His name carried weight well beyond this valley.
It turned heads in auction barns halfway down the coast. Lane built that.
A name that people respect, even when they don’t want to.
He wasn’t warm, not particularly approachable, but he was consistent.
People around here counted on him to be the same man every time they saw him, and that was enough.
And now she’s standing there—his daughter—in a pen full of nerves and wreckage, and I recognize the same presence. The same fire.
But it’s not Lane’s. It’s all her own.
When I glance back, Dad’s already watching me, mouth tugged into the smirk I’ve seen too many times to count.
“What?” I ask, narrowing my eyes.
He lifts a shoulder. “Didn’t say anything.”
“You didn’t have to.”
He shrugs again, then reaches over and smacks the side of my arm. “Jesus. You’ve been lifting barns and shit?”
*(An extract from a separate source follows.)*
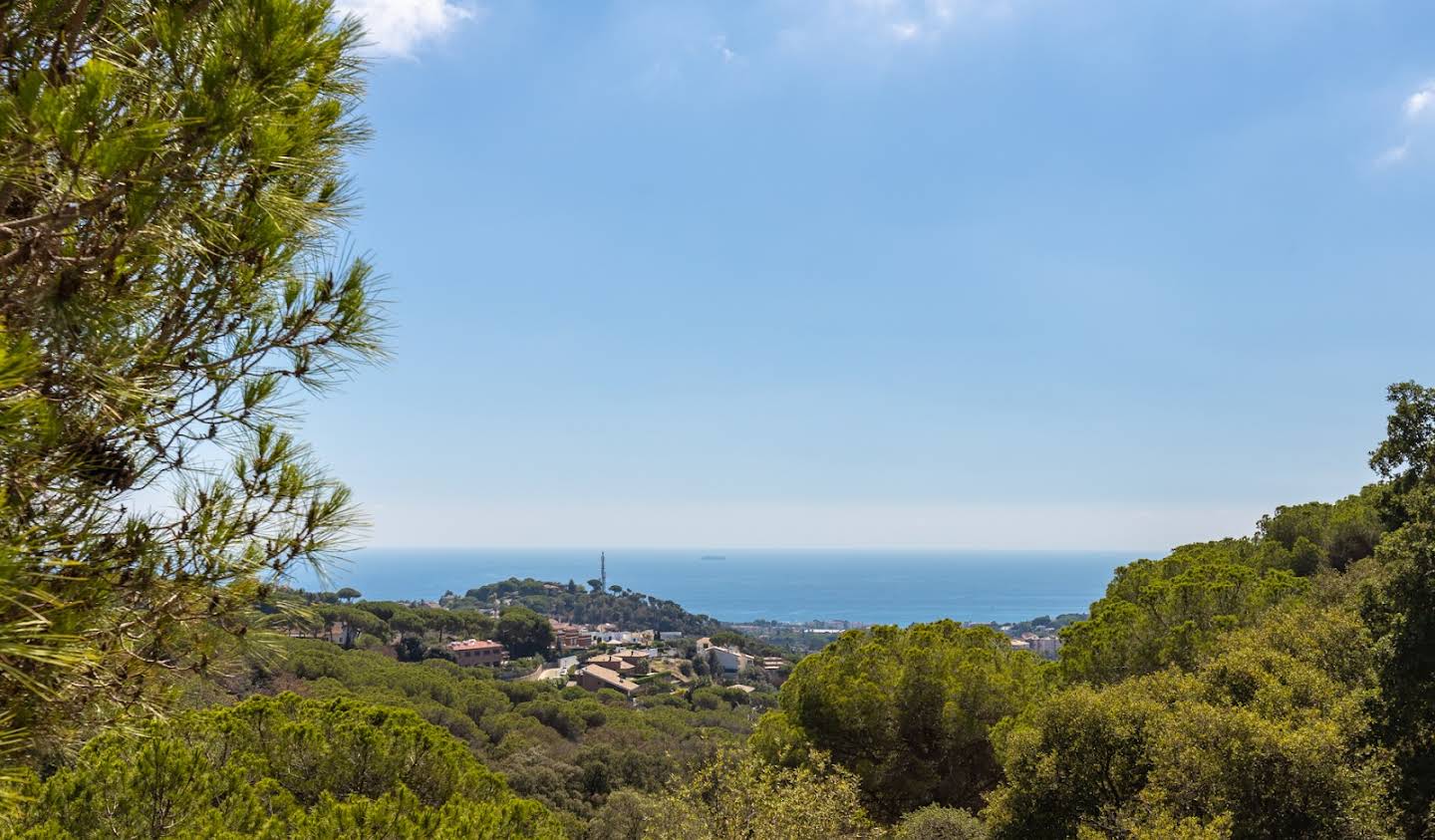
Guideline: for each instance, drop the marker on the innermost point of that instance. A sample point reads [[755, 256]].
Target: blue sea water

I grunt out a laugh. “You offering to spot me?”
“Hell no. I like my joints intact.”
“Then maybe don’t smack the guy who could fold you in half.”
He huffs. “You’re not that strong.”
“Try me.”
He eyes me for a second, then shakes his head. “You know, I keep telling myself I’ll start working out, getting to the gym.”
I look at him flatly. “You say that every year.”
“This time I mean it.”
“You’d make it five minutes.”
“Please,” he says, indignant. “Ten, at least.”